9:00 am Welcome and Introduction
Sarah Ladislaw, Senior Fellow, CSIS Energy and National Security Program
9:10-10:00 Panel Presentations:
Elliot Diringer, Vice President for International Climate Strategies, Pew Center on Global Climate Change
Kathryn Zyla, Director of Research and Policy Analysis, Georgetown State and Federal Climate Resource Center
Bill Tyndall, Senior Vice President, Federal Government & Regulatory Affairs, Duke Energy
10:00-10:30 Questions and Discussion
For much of the last decade environmental groups, businesses, and politicians advocated for federal and global architectures to bring coherence and coordination to the patchwork of energy and climate policies that were emerging at the state and local level and within different sectors of the economy. This level of coordination seems to be stalling out at both the international and U.S. federal level.

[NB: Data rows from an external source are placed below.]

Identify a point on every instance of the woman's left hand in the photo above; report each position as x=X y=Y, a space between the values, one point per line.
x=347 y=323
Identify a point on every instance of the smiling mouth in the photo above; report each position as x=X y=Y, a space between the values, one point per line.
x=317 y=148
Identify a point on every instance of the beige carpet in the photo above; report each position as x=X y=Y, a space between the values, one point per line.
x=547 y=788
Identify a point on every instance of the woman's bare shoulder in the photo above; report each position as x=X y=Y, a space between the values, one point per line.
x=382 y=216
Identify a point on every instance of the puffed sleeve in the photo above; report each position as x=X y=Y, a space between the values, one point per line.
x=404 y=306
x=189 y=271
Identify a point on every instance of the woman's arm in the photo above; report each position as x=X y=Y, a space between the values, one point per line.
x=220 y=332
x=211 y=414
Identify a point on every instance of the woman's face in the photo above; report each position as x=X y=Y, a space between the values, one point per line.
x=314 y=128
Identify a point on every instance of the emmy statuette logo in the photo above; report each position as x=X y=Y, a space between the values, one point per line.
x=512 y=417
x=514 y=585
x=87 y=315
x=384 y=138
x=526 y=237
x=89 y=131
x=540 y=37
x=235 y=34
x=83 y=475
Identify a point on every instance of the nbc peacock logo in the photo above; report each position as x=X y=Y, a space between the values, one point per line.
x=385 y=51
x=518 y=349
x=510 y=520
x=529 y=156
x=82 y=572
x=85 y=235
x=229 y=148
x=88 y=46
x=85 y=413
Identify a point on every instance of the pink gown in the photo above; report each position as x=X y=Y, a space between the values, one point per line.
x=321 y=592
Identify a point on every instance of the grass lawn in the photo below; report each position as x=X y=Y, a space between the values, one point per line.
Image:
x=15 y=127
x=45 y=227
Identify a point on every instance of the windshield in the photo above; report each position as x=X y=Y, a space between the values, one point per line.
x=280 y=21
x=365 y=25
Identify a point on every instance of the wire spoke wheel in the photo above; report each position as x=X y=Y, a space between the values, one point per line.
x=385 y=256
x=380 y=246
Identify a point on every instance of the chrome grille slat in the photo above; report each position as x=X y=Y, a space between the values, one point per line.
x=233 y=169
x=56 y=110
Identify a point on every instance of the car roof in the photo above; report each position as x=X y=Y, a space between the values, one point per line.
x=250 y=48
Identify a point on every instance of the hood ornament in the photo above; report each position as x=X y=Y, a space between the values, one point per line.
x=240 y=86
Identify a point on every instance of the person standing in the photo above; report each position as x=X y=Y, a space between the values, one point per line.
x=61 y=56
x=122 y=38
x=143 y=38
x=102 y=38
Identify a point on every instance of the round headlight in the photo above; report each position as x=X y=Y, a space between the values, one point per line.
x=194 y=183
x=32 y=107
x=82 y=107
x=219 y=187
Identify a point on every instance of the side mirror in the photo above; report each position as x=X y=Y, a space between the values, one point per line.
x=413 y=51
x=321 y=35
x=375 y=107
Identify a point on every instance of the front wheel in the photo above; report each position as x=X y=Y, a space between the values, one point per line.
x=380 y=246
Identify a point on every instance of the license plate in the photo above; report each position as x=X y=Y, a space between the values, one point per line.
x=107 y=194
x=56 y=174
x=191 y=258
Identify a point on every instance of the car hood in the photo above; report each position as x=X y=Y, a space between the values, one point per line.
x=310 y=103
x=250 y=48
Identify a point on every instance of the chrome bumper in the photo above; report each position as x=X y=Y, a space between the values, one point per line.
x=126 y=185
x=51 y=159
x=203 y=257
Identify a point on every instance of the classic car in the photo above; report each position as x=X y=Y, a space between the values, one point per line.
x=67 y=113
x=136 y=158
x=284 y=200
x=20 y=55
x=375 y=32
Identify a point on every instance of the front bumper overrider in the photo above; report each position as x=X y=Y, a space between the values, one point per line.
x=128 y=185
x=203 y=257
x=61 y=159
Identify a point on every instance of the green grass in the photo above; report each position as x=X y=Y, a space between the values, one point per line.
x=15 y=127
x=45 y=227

The international community failed to deliver on this global architecture at the UN Conference of Parties meeting in Copenhagen and instead produced an “accord” which adopts a bottom-up approach to recording individual country targets and policies, instead of a rigorous system of targets and timetables. The United States Congress is struggling to pass comprehensive energy and climate legislation, mostly due to concerns over the economic impact of a cap and trade program on an already weak U.S. economy. In the absence of broader coordination, the patchwork approach to climate policy might once again become the predominant force for forward momentum. The question remains, however, if the patchwork approach will be robust or if support for energy and climate policies from the bottom-up will also erode.